欢迎您访问程序员文章站本站旨在为大家提供分享程序员计算机编程知识!
您现在的位置是: 首页

Mxnet框架学习笔记(二):Kaggle房价预测实战分析

程序员文章站 2022-06-26 20:01:19
...

      Kaggle是一个非常不错的数据分析挖掘比赛的平台,房价数据预测就是其中的一场赛事,之前基于Keras和机器学习的方法已经做过了很多的分析工作,最近正好在使用Mxnet框架,所以就基于Mxnet来实战分析一下房价数据预测。

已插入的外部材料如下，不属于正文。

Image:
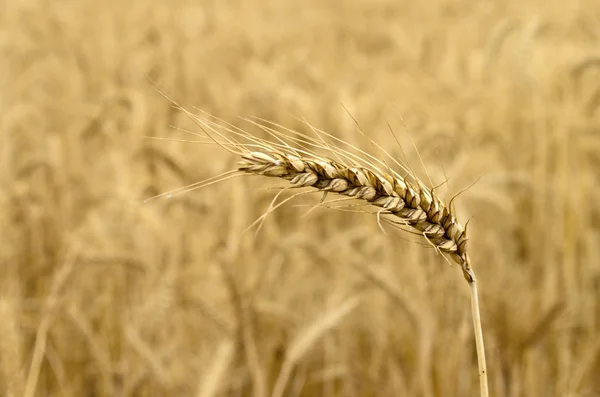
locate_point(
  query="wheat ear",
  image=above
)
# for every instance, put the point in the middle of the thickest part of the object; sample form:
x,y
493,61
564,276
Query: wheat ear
x,y
414,205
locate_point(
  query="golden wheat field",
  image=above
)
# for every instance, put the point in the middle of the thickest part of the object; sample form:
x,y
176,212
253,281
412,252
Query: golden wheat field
x,y
105,294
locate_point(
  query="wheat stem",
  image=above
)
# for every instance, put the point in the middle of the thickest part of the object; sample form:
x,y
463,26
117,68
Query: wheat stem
x,y
479,339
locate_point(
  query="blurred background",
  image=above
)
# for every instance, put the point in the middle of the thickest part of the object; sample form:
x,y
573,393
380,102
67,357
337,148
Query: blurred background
x,y
102,294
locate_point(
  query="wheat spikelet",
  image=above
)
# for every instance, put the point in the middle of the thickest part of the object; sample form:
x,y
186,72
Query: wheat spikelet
x,y
415,205
11,355
361,176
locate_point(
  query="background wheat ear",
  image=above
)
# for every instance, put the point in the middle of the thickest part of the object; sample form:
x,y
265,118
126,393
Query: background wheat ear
x,y
404,202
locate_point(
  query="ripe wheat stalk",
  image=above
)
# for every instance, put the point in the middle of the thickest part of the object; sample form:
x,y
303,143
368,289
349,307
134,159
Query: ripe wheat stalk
x,y
401,201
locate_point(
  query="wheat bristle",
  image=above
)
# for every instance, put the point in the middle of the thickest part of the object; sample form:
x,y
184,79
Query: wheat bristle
x,y
415,205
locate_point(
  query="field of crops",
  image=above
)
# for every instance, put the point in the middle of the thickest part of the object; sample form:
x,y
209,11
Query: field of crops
x,y
105,294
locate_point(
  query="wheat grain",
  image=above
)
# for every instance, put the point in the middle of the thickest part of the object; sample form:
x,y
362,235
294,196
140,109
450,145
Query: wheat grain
x,y
415,206
356,176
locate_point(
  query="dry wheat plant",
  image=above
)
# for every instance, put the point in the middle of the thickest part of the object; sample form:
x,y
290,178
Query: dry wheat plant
x,y
410,203
103,294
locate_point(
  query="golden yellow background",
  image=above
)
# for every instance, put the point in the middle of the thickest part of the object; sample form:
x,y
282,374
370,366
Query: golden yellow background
x,y
102,294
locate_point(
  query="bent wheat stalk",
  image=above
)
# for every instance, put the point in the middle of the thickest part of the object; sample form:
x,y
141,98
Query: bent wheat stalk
x,y
415,206
409,204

     注册了账户信息之后可以从Kaggle平台上下载所需要的数据集,打开训练数据集,数据特征如下:

Id	MSSubClass	MSZoning	LotFrontage	LotArea	Street	Alley	LotShape	LandContour	Utilities	LotConfig	LandSlope	Neighborhood	Condition1	Condition2	BldgType	HouseStyle	OverallQual	OverallCond	YearBuilt	YearRemodAdd	RoofStyle	RoofMatl	Exterior1st	Exterior2nd	MasVnrType	MasVnrArea	ExterQual	ExterCond	Foundation	BsmtQual	BsmtCond	BsmtExposure	BsmtFinType1	BsmtFinSF1	BsmtFinType2	BsmtFinSF2	BsmtUnfSF	TotalBsmtSF	Heating	HeatingQC	CentralAir	Electrical	1stFlrSF	2ndFlrSF	LowQualFinSF	GrLivArea	BsmtFullBath	BsmtHalfBath	FullBath	HalfBath	BedroomAbvGr	KitchenAbvGr	KitchenQual	TotRmsAbvGrd	Functional	Fireplaces	FireplaceQu	GarageType	GarageYrBlt	GarageFinish	GarageCars	GarageArea	GarageQual	GarageCond	PavedDrive	WoodDeckSF	OpenPorchSF	EnclosedPorch	3SsnPorch	ScreenPorch	PoolArea	PoolQC	Fence	MiscFeature	MiscVal	MoSold	YrSold	SaleType	SaleCondition	SalePrice

      去除第一维Id数据后一共剩下79维特征,均可以当做特征使用。

       完整的代码实现如下所示:

#!usr/bin/env python
# encoding:utf-8


"""
__Author__:沂水寒城
功能: MXNET 模块学习实践(二): 房价预测
"""


import numpy as np
import pandas as pd
from mxnet import autograd, gluon, init, nd
from mxnet.gluon import data as gdata, loss as gloss, nn





train_data = pd.read_csv('house_data/kaggle_house_pred_train.csv')
test_data = pd.read_csv('house_data/kaggle_house_pred_test.csv')
print('train_shape: ', train_data.shape)  #(1460, 81)
print('test_data: ', test_data.shape)  #(1459, 80)
print(train_data.iloc[0:4, [0, 1, 2, 3, -3, -2, -1]])  #数据概览
#将所有的训练数据和测试数据的79个特征按样本连结,去除首列的id特征
all_features = pd.concat((train_data.iloc[:, 1:-1], test_data.iloc[:, 1:]))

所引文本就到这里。